MyRainbowBettaFish said:


> Thanks Armani! I love horses also, can't you tell lol? Just check out my signature and avi
> 
> You lease a mare? WOW! Is she stubborn or cranky ever? What breed? Coloration?


Your welcome! The mare I lease is named Summer she is a 10 year old dunn Belgian draft/quarter horse/thoroughbred cross and yes she has an attitude sometimes and can be a bit stubborn but she can also be an angel when she wants to it just all depends on what mood she's in. She's either in the " I don't want to work for you at all mood" or the " I feel like being good and won't be very stubborn today" mood. I like that she's not perfect all the time because if she was I would get bored and wouldn't be learning anything and she always seems happy to see me and I love her.


----------



## MyRainbowBettaFish (May 9, 2012)

Armani33 said:


> Your welcome! The mare I lease is named Summer she is a 10 year old dunn Belgian draft/quarter horse/thoroughbred cross and yes she has an attitude sometimes and can be a bit stubborn but she can also be an angel when she wants to it just all depends on what mood she's in. She's either in the " I don't want to work for you at all mood" or the " I feel like being good and won't be very stubborn today" mood. I like that she's not perfect all the time because if she was I would get bored and wouldn't be learning anything and she always seems happy to see me and I love her.


 
haha she sounds beautiful! I LOVE drafts


----------



## Armani33 (May 13, 2012)

MyRainbowBettaFish said:


> haha she sounds beautiful! I LOVE drafts


Thanks! So do I she is the first draft I've ever ridden and now I'm hooked on that big,floaty stride.


----------



## MyRainbowBettaFish (May 9, 2012)

Armani33 said:


> Thanks! So do I she is the first draft I've ever ridden and now I'm hooked on that big,floaty stride.

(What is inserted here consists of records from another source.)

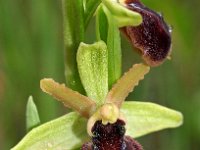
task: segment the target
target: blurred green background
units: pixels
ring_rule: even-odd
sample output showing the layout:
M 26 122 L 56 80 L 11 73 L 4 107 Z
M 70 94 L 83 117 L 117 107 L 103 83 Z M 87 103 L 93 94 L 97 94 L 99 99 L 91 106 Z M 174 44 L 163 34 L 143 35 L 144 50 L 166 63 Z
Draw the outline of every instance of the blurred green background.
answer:
M 143 0 L 173 27 L 172 60 L 152 68 L 129 99 L 152 101 L 181 111 L 184 125 L 138 140 L 146 150 L 200 149 L 200 1 Z M 66 109 L 43 94 L 39 81 L 64 79 L 61 0 L 0 0 L 0 149 L 25 135 L 25 107 L 33 95 L 44 123 Z M 94 42 L 94 21 L 87 42 Z M 123 38 L 123 70 L 140 62 Z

They are big and graceful  I call them gentle giants:-D:lol:


----------



## MyRainbowBettaFish (May 9, 2012)

armani, have you checked out my thread all about everything horses? i will post a link 


http://www.bettafish.com/showthread.php?t=107617


----------



## Armani33 (May 13, 2012)

MyRainbowBettaFish said:


> They are big and graceful  I call them gentle giants:-D:lol:


That is exactly what she is and being she's a dunn she has these gorgeus zebra stripes and a dorsal stripe down her back. She also has a long flowing tail and a nice long mane which is braided at the moment to help it grow out better. I'm going to ride her tomorrow was gonna go today but it was waaaay to humid out oh well


----------